Ashley Rollins is just a small-town country girl. Born and raised in Alabama, she has always been a little different.
She loved the great outdoors and seemed to have more guy friends than girl friends. Even as a child, she played football and was a self-proclaimed tomboy.
Now, as a God-fearing wife and mother of two, Rollins says not much has changed. In fact, she's working in a "man's world" as a taxidermist and makes no bones about it.
"Even some of my guy friends thinks it's gross but it's not and I really love it," Rollins said.
Just two years ago, Rollins opened Meadows Taxidermy in Randolph County. She had to go to a weeklong school in Pensacola to get started, but she said the love for what she does started way back in those younger years when her mom used to take her hunting as a small child.
"If we ever shot stuff, I would always try to do little skull mounts," Rollins remembered. "I always liked the idea but I never thought I would end up doing it. Then one day someone asked me if I did taxidermy because I did the skulls and being at home with the kids, I was able to dive into it. I love it."
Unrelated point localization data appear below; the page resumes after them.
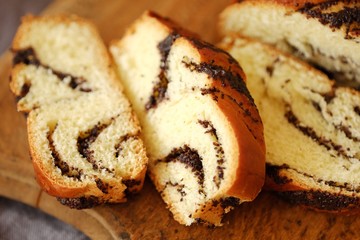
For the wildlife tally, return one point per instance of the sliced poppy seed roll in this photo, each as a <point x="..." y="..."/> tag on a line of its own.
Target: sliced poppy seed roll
<point x="312" y="128"/>
<point x="84" y="138"/>
<point x="326" y="33"/>
<point x="201" y="127"/>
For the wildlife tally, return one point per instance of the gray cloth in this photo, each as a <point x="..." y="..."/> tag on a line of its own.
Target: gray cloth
<point x="19" y="221"/>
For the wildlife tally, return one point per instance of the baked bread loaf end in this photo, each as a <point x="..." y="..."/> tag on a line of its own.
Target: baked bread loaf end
<point x="201" y="127"/>
<point x="312" y="128"/>
<point x="84" y="138"/>
<point x="324" y="33"/>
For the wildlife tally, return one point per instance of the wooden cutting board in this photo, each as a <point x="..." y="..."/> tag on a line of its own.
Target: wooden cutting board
<point x="145" y="216"/>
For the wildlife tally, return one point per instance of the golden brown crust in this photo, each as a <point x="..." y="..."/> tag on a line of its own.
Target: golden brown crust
<point x="247" y="127"/>
<point x="294" y="4"/>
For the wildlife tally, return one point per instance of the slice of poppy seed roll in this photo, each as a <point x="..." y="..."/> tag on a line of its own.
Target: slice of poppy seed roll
<point x="312" y="128"/>
<point x="326" y="33"/>
<point x="201" y="127"/>
<point x="83" y="136"/>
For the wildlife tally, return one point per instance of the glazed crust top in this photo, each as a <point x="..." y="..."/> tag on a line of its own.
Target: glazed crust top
<point x="336" y="14"/>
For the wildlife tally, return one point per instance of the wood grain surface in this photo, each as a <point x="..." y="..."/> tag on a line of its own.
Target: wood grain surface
<point x="145" y="216"/>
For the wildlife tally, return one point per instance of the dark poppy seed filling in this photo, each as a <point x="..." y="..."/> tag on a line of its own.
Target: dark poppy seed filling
<point x="225" y="76"/>
<point x="190" y="158"/>
<point x="160" y="88"/>
<point x="321" y="200"/>
<point x="24" y="91"/>
<point x="179" y="189"/>
<point x="310" y="132"/>
<point x="347" y="16"/>
<point x="102" y="186"/>
<point x="65" y="169"/>
<point x="81" y="202"/>
<point x="84" y="142"/>
<point x="28" y="56"/>
<point x="131" y="185"/>
<point x="273" y="172"/>
<point x="357" y="110"/>
<point x="218" y="149"/>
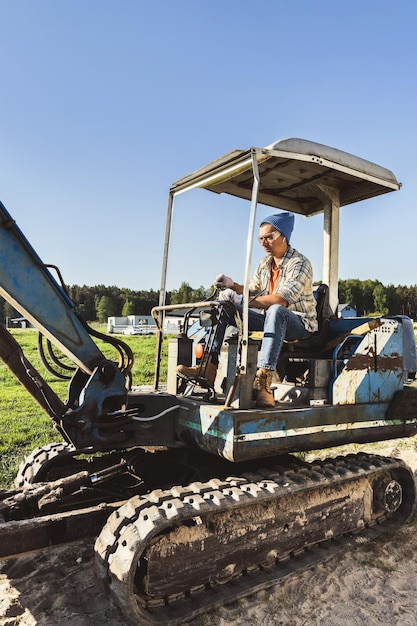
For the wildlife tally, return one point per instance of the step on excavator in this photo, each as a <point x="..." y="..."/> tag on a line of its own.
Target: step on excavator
<point x="194" y="496"/>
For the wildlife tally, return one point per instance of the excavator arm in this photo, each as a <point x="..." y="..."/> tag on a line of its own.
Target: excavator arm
<point x="99" y="386"/>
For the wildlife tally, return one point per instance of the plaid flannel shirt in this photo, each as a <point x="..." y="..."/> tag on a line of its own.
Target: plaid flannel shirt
<point x="295" y="284"/>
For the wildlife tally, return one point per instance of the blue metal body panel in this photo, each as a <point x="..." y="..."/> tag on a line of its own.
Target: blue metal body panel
<point x="241" y="435"/>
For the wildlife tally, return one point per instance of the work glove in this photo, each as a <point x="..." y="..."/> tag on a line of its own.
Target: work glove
<point x="222" y="281"/>
<point x="228" y="295"/>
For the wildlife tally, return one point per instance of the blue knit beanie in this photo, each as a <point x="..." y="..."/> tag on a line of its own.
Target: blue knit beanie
<point x="284" y="222"/>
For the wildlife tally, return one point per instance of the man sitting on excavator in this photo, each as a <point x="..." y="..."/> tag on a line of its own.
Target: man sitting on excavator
<point x="281" y="290"/>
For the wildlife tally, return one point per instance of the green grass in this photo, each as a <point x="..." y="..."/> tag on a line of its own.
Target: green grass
<point x="23" y="423"/>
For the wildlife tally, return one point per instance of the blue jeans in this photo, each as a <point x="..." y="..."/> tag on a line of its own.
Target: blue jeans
<point x="277" y="323"/>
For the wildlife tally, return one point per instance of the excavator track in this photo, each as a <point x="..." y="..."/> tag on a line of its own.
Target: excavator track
<point x="169" y="556"/>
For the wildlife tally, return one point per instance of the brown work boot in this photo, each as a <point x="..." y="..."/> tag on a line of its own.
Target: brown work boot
<point x="206" y="369"/>
<point x="265" y="397"/>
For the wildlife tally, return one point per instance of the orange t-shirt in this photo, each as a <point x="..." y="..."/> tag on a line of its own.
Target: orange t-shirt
<point x="273" y="279"/>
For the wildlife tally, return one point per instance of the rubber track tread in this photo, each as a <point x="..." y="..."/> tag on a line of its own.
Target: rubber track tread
<point x="130" y="529"/>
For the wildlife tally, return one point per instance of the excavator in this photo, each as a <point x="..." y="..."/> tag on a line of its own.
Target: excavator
<point x="194" y="496"/>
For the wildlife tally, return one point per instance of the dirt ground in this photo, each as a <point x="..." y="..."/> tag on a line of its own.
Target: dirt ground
<point x="375" y="584"/>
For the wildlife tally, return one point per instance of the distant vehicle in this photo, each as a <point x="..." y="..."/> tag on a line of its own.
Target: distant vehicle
<point x="135" y="330"/>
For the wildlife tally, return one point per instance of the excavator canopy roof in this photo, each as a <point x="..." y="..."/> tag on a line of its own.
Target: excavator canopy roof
<point x="291" y="173"/>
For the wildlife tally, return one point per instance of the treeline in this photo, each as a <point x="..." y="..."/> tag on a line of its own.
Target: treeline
<point x="368" y="297"/>
<point x="371" y="297"/>
<point x="100" y="302"/>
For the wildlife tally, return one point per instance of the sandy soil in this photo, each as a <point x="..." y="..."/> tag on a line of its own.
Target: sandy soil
<point x="375" y="584"/>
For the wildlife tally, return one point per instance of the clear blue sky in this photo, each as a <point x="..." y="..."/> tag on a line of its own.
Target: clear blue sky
<point x="105" y="103"/>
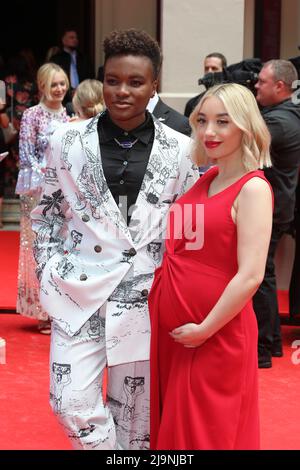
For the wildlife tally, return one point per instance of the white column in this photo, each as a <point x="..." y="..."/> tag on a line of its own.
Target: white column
<point x="190" y="30"/>
<point x="122" y="14"/>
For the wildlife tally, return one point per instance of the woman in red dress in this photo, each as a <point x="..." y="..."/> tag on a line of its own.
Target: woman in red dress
<point x="204" y="391"/>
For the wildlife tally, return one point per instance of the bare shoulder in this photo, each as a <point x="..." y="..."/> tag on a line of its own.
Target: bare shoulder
<point x="257" y="187"/>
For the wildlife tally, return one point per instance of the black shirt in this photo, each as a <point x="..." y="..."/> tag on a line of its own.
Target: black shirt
<point x="123" y="168"/>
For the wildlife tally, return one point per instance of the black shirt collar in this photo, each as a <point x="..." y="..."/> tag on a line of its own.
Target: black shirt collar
<point x="108" y="130"/>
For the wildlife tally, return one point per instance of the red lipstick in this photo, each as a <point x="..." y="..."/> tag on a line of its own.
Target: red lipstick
<point x="211" y="144"/>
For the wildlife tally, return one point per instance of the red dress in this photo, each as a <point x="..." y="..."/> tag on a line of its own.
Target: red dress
<point x="205" y="397"/>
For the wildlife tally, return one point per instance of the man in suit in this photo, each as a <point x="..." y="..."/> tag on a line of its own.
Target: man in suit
<point x="282" y="116"/>
<point x="214" y="62"/>
<point x="168" y="115"/>
<point x="109" y="185"/>
<point x="75" y="64"/>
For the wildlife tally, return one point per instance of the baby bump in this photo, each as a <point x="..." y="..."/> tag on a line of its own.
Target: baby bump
<point x="189" y="290"/>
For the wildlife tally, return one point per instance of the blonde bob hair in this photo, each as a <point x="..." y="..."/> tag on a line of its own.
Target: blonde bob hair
<point x="242" y="108"/>
<point x="88" y="99"/>
<point x="45" y="76"/>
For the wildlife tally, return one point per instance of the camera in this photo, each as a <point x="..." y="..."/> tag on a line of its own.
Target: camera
<point x="244" y="73"/>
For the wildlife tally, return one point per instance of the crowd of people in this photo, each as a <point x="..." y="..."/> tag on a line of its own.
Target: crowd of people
<point x="148" y="240"/>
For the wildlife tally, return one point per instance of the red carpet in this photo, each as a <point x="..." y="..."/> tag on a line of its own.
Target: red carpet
<point x="9" y="243"/>
<point x="27" y="421"/>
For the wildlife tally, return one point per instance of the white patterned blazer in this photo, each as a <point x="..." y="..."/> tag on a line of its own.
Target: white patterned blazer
<point x="85" y="252"/>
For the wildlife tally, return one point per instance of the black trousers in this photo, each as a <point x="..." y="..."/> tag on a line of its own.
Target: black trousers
<point x="265" y="302"/>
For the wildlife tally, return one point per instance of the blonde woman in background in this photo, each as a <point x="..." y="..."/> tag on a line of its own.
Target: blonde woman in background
<point x="36" y="125"/>
<point x="88" y="99"/>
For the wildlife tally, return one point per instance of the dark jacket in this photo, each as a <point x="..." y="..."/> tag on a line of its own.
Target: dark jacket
<point x="172" y="118"/>
<point x="283" y="121"/>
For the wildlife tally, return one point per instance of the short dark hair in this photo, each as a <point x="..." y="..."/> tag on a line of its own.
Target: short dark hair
<point x="220" y="56"/>
<point x="133" y="42"/>
<point x="283" y="70"/>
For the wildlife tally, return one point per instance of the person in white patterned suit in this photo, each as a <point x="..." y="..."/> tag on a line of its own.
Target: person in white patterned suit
<point x="109" y="184"/>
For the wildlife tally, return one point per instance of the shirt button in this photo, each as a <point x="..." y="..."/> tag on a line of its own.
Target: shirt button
<point x="145" y="292"/>
<point x="85" y="218"/>
<point x="132" y="252"/>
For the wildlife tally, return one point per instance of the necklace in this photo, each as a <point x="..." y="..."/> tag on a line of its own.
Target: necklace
<point x="126" y="144"/>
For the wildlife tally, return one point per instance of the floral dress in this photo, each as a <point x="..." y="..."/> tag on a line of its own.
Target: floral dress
<point x="20" y="95"/>
<point x="37" y="124"/>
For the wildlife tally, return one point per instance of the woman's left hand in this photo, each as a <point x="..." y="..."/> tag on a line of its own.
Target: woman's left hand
<point x="189" y="335"/>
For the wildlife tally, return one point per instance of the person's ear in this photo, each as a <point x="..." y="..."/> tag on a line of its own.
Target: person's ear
<point x="280" y="86"/>
<point x="154" y="87"/>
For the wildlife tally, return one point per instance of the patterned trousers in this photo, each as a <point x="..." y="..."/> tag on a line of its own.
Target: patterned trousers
<point x="118" y="420"/>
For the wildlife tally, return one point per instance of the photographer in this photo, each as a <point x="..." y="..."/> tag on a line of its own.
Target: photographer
<point x="282" y="116"/>
<point x="214" y="62"/>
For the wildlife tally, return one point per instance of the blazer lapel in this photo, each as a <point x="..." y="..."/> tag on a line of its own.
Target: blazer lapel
<point x="162" y="167"/>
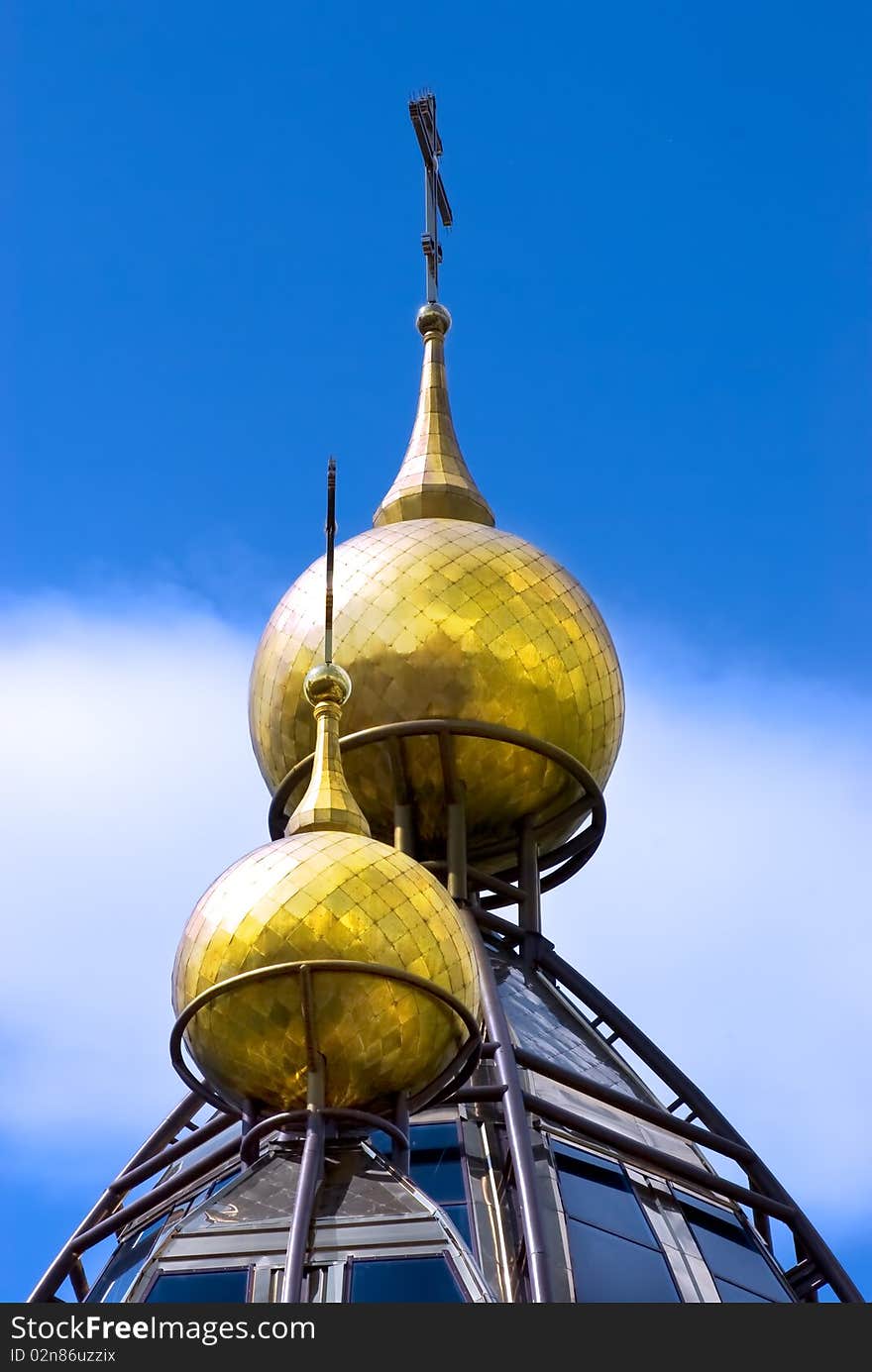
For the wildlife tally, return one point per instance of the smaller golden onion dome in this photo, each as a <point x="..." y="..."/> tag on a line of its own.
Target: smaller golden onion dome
<point x="445" y="616"/>
<point x="324" y="892"/>
<point x="327" y="801"/>
<point x="434" y="480"/>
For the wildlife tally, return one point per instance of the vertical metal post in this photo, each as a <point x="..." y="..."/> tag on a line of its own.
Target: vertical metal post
<point x="516" y="1121"/>
<point x="458" y="886"/>
<point x="310" y="1171"/>
<point x="529" y="911"/>
<point x="404" y="829"/>
<point x="399" y="1155"/>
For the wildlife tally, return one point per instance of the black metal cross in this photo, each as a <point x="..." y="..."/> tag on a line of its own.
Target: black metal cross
<point x="423" y="118"/>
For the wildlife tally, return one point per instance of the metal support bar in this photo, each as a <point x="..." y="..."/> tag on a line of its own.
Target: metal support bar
<point x="705" y="1110"/>
<point x="404" y="829"/>
<point x="310" y="1172"/>
<point x="478" y="1095"/>
<point x="399" y="1153"/>
<point x="529" y="908"/>
<point x="458" y="887"/>
<point x="636" y="1108"/>
<point x="78" y="1279"/>
<point x="51" y="1279"/>
<point x="516" y="1125"/>
<point x="623" y="1143"/>
<point x="134" y="1176"/>
<point x="764" y="1228"/>
<point x="164" y="1191"/>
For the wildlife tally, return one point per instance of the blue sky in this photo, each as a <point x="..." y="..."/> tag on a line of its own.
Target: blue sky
<point x="659" y="372"/>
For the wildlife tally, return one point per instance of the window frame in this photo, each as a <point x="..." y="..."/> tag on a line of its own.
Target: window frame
<point x="444" y="1254"/>
<point x="181" y="1268"/>
<point x="755" y="1242"/>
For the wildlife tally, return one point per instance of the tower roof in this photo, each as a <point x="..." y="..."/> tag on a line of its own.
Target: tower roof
<point x="434" y="480"/>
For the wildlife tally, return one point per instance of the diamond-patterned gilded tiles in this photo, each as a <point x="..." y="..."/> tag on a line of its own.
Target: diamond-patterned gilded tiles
<point x="440" y="617"/>
<point x="316" y="897"/>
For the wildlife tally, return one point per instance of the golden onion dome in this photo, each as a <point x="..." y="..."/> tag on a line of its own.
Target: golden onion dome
<point x="441" y="615"/>
<point x="327" y="891"/>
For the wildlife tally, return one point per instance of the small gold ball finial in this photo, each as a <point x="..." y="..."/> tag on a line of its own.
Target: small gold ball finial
<point x="327" y="683"/>
<point x="433" y="319"/>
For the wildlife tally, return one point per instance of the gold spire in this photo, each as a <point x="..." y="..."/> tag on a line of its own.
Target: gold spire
<point x="434" y="481"/>
<point x="327" y="801"/>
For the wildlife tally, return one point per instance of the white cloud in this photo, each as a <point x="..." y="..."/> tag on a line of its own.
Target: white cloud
<point x="724" y="909"/>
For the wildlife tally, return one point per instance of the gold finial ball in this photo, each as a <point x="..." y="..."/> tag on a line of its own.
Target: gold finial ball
<point x="433" y="319"/>
<point x="320" y="897"/>
<point x="445" y="617"/>
<point x="327" y="683"/>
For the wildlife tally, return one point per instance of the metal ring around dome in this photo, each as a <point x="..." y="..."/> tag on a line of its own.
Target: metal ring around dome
<point x="250" y="1146"/>
<point x="462" y="1065"/>
<point x="574" y="852"/>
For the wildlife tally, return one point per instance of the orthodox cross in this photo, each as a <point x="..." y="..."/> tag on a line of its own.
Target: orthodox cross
<point x="422" y="113"/>
<point x="330" y="528"/>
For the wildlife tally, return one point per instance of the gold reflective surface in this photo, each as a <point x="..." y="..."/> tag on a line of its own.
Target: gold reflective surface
<point x="434" y="479"/>
<point x="447" y="617"/>
<point x="324" y="895"/>
<point x="327" y="801"/>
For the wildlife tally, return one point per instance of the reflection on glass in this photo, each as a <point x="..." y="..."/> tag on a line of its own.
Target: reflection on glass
<point x="436" y="1166"/>
<point x="598" y="1191"/>
<point x="225" y="1287"/>
<point x="125" y="1264"/>
<point x="729" y="1249"/>
<point x="610" y="1268"/>
<point x="386" y="1280"/>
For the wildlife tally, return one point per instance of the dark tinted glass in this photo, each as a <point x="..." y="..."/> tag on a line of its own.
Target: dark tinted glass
<point x="728" y="1247"/>
<point x="598" y="1191"/>
<point x="404" y="1280"/>
<point x="607" y="1268"/>
<point x="737" y="1294"/>
<point x="124" y="1264"/>
<point x="459" y="1215"/>
<point x="436" y="1160"/>
<point x="224" y="1287"/>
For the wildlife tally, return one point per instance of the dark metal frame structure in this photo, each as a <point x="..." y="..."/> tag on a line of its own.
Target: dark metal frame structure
<point x="519" y="884"/>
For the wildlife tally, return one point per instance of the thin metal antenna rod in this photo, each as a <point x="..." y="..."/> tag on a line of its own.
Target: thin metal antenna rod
<point x="330" y="528"/>
<point x="422" y="113"/>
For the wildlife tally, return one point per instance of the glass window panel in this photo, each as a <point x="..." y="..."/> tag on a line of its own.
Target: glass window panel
<point x="459" y="1215"/>
<point x="434" y="1160"/>
<point x="729" y="1249"/>
<point x="125" y="1264"/>
<point x="404" y="1280"/>
<point x="599" y="1193"/>
<point x="737" y="1294"/>
<point x="608" y="1268"/>
<point x="225" y="1287"/>
<point x="223" y="1182"/>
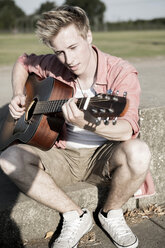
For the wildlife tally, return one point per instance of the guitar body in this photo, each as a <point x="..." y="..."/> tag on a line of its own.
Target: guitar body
<point x="39" y="130"/>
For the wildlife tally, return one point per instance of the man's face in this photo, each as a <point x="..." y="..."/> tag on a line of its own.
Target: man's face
<point x="72" y="49"/>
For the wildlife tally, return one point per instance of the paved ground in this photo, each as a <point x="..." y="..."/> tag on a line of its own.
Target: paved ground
<point x="151" y="234"/>
<point x="151" y="75"/>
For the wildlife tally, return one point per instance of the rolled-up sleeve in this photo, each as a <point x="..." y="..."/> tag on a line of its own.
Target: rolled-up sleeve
<point x="38" y="64"/>
<point x="130" y="84"/>
<point x="123" y="77"/>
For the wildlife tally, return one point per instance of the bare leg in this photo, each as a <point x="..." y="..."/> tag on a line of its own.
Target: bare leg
<point x="130" y="163"/>
<point x="25" y="169"/>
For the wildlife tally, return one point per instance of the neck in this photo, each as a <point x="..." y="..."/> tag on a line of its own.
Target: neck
<point x="87" y="79"/>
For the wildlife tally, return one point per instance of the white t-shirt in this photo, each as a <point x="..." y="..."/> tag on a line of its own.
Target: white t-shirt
<point x="81" y="138"/>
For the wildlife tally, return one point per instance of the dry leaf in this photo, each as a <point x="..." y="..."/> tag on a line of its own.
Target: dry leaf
<point x="48" y="235"/>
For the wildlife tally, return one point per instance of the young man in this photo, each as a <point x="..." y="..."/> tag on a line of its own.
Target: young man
<point x="111" y="151"/>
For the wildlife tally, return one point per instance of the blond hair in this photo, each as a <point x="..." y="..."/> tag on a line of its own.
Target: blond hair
<point x="52" y="22"/>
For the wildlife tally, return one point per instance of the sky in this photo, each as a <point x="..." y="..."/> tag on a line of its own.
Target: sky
<point x="116" y="10"/>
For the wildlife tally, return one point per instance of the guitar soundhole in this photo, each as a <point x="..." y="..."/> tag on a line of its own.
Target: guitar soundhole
<point x="30" y="110"/>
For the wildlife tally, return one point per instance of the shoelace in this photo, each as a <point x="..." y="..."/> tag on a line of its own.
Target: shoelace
<point x="68" y="230"/>
<point x="119" y="226"/>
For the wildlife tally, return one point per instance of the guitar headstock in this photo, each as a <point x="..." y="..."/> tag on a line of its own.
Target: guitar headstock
<point x="107" y="106"/>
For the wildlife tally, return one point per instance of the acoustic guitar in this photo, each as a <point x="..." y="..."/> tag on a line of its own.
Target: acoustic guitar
<point x="42" y="121"/>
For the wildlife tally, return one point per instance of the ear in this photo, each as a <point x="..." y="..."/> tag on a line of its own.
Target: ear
<point x="89" y="37"/>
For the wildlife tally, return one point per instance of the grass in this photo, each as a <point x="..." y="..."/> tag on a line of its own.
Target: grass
<point x="125" y="44"/>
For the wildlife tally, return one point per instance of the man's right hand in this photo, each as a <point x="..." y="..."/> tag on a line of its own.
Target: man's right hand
<point x="17" y="106"/>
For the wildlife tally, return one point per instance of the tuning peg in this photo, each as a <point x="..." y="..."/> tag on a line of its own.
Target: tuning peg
<point x="95" y="111"/>
<point x="110" y="110"/>
<point x="98" y="121"/>
<point x="109" y="92"/>
<point x="114" y="121"/>
<point x="102" y="111"/>
<point x="125" y="94"/>
<point x="100" y="96"/>
<point x="106" y="121"/>
<point x="115" y="99"/>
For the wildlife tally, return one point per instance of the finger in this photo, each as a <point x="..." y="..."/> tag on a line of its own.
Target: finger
<point x="14" y="113"/>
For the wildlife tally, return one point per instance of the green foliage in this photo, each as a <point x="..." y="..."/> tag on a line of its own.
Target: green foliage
<point x="95" y="10"/>
<point x="9" y="13"/>
<point x="125" y="44"/>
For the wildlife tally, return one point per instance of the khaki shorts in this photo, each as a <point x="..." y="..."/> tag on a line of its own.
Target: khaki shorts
<point x="68" y="166"/>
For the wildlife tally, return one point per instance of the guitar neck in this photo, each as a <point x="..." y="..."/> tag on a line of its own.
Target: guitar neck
<point x="55" y="106"/>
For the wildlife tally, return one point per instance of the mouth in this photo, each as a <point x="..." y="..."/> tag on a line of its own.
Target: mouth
<point x="74" y="67"/>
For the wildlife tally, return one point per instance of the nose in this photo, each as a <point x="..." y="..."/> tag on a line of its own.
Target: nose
<point x="68" y="58"/>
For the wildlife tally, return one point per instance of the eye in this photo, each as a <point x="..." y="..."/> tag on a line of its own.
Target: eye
<point x="73" y="47"/>
<point x="58" y="53"/>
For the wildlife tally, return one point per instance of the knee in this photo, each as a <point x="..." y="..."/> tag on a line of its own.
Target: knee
<point x="138" y="156"/>
<point x="9" y="160"/>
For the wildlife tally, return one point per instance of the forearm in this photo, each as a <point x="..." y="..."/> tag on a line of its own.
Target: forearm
<point x="19" y="77"/>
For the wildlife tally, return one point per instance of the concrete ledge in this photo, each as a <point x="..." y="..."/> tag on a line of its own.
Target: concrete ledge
<point x="24" y="219"/>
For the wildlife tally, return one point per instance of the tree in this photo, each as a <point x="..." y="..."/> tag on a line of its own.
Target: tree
<point x="9" y="13"/>
<point x="45" y="7"/>
<point x="95" y="10"/>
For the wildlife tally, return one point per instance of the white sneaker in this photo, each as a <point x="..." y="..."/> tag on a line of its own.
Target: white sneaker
<point x="116" y="226"/>
<point x="73" y="229"/>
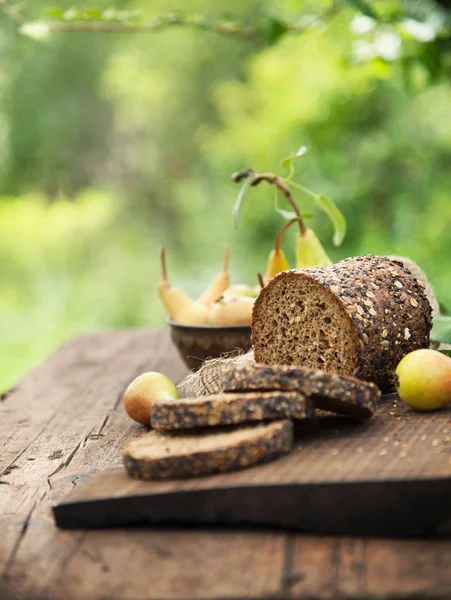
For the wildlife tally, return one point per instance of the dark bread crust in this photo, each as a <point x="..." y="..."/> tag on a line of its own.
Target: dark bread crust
<point x="236" y="448"/>
<point x="229" y="409"/>
<point x="388" y="309"/>
<point x="334" y="393"/>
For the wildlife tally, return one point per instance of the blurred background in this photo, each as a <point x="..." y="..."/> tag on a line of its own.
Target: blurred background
<point x="114" y="143"/>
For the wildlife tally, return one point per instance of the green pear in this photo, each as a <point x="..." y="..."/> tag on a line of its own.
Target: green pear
<point x="424" y="379"/>
<point x="310" y="252"/>
<point x="144" y="391"/>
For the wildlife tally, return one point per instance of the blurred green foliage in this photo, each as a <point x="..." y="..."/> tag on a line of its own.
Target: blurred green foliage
<point x="112" y="144"/>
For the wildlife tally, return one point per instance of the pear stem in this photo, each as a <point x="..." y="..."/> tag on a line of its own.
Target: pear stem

Rollins takes her time crafting detailed and unique plaques and habitats for her mounts. She has even competed in competitions and plans to do more.
"Some people tell me what they want and some people tell me to do whatever I want to do," she said. "So, it's whatever they want. I have some favorite ones that I've done. I like doing the life-sized predators like a bobcat and I've done a coyote and a fox."
The motto for her business is "Give God the Glory." It's part of her logo and is on most of the photos she shares online.
"I just feel like we should give God the glory for everything that we are able to do and we do," Rollins told 1819 News. "I try to be thankful for everything and not take things for granted."
And thankful she is. Thankful for God's creations and her ability to give others memories to last a lifetime.
"I have a big heart for animals and I know it sounds weird but I like recreating that memory from their trophy," Rollins added. "I don't know why I enjoy it so much, I just do. And I haven't had any complaints. They seem pretty happy."
As a woman, Rollins said she has gotten a lot of support from the hunting community.
"I think for girls to do this there is more detail and I'm a perfectionist," she said. "Like, I have things that drive me crazy but people are like, 'it'll be fine."
As for younger generations, Rollins said she hopes to inspire other women to follow their dreams, no matter what.
"Do what makes you happy," Rollins added. "If it's what you want to do, go for it. I mean, I used to play football when I was little. I was a tomboy and now I'm doing what I love."